Testing strategy to identify cases of acute hepatitis C virus (HCV) infection and to project HCV incidence rates.
Additional Document Info
Surveillance for hepatitis C virus (HCV) is limited by the challenge of differentiating between acute and chronic infections. In this study, we evaluate a cross-sectional testing strategy that identifies individuals with acute HCV infection and we estimate HCV incidence. Anti-HCV-negative persons from four populations with various risks, i.e., blood donors, Veterans Administration (VA) patients, young injection drug users (IDU), and older IDU, were screened for HCV RNA by minipool or individual sample nucleic acid testing (NAT). The number of detected viremic seronegative infections was combined with the duration of the preseroconversion NAT-positive window period (derived from analysis of frequent serial samples from plasma donors followed from NAT detection to seroconversion) to estimate annual HCV incidence rates. Projected incidence rates were compared to observed incidence rates.

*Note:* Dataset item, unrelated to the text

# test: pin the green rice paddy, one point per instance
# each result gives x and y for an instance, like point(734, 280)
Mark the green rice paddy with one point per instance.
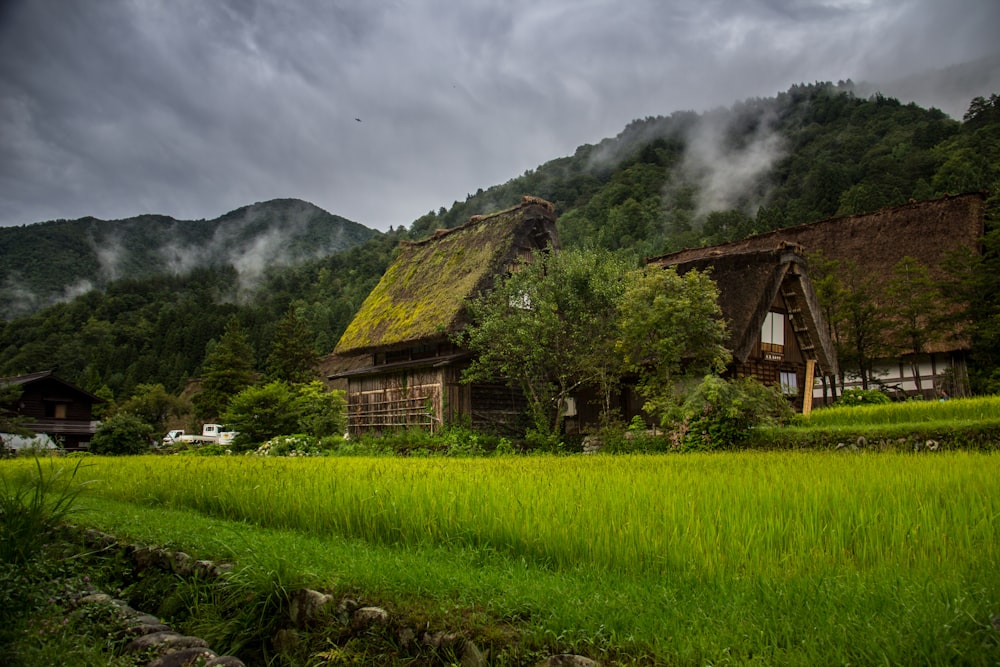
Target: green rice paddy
point(735, 558)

Projected HCV incidence rates per 100 person-years were 0.0042 (95% confidence interval [95% CI], 0.0025 to 0.007) for blood donors, 0.86 (95% CI, 0.02 to 0.71) for VA patients, 39.8 (95% CI, 25.9 to 53.7) for young IDU, and 53.7 (95% CI, 23.4 to 108.8) for older IDU. Projected rates were most similar to observed incidence rates for young IDU (33.4; 95% CI, 28.0 to 39.9). This study demonstrates the value of applying a cross-sectional screening strategy to detect acute HCV infections and to estimate HCV incidence.